I have been doing job as an Animation Head in Dubai. I want to sponsor my parents
here. My salary is 12000 and i can afford 2BHK in Sharjah, My wife is also doing job as a teacher and she earns 3000 a month. Can i sponsor my parents ?
because i heard i need minimum 20 thousand salary to do this.. please guide me if you know a way ..


----------



## QOFE (Apr 28, 2013)

muizealie said:


> Hello,
> 
> I need help.
> I have been doing job as an Animation Head in Dubai. I want to sponsor my parents
> ...


It doesn't look like you can sponsor your parents. Have a read through the below articles...

Dh20,000 salary must to sponsor parents in UAE | GulfNews.com

Sponsoring your parents in UAE just got a little tougher | GulfNews.com


----------



## plckid (Jul 25, 2013)

You need to have 20,000 salary p.m. Cant seem to figure why they increased from 10,000 to 20.0000 . It is so sad that you can sponsor your wife with 5000 salary whereas to sponsor old aged parents you need more than that.


----------



## dr0nehack (Jan 22, 2014)

There is one way to get visa for your parents , that is an expensive route.

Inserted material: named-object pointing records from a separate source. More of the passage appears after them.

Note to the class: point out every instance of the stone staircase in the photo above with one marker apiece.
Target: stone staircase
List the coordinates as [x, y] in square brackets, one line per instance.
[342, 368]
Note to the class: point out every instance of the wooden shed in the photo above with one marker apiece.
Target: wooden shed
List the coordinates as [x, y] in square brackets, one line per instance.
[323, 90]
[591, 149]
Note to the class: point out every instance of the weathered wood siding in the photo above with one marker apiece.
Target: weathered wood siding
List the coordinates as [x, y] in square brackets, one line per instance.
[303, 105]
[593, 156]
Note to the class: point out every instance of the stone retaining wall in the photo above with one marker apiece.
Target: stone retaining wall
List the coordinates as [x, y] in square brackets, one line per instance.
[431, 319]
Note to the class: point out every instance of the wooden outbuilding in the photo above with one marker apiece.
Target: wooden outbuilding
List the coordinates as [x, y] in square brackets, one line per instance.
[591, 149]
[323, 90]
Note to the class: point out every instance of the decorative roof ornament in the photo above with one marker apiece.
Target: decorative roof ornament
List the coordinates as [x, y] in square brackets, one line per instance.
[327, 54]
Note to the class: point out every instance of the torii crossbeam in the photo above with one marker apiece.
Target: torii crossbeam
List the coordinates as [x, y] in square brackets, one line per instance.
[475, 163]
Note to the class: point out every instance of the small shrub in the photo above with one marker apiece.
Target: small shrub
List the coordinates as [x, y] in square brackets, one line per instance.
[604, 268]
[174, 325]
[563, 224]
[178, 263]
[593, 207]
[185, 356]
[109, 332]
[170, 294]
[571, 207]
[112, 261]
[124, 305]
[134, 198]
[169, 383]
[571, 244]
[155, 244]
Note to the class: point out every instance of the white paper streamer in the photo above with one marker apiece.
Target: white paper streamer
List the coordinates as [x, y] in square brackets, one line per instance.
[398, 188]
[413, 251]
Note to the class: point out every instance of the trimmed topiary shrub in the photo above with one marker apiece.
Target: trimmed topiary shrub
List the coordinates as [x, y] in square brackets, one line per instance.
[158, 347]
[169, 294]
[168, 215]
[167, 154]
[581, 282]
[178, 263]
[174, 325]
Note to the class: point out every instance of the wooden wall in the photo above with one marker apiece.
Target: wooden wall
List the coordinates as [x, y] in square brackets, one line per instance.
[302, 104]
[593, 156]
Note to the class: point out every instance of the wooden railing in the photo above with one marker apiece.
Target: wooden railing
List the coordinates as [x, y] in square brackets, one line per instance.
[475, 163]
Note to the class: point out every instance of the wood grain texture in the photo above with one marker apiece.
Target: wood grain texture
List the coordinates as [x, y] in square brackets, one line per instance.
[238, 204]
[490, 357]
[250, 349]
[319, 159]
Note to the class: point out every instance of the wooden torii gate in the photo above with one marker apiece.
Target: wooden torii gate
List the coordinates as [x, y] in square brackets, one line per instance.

Your parents would have to start a company here , since there is no age restriction for the age of the person who starts a business here , in this case both your parents would get a partner visa.


----------



## rajiift (May 3, 2015)

Hello everyone,

I have a similar query (s)..

1. my salary is above 20k AED but I am staying in a huge 1 BHk apartment in a good area..would I be able to apply for my parents residence Visa?

2. And is this rule of 20K salary and 2BHK apartment valid for applying parents long term visit visa as well?


----------



## Dubai here i come! (Aug 7, 2013)

I have sponsored my parents.. 

For anyone who has less than the below, it will be rejected:

- Salary 20k
- one person should be earning 20k. not collective house hold earnings
- 2 bed

Application submitted in Jafiliya.


----------



## rajiift (May 3, 2015)

Thanks for your response...how about the requirements for 3 months visit visa for parents..


----------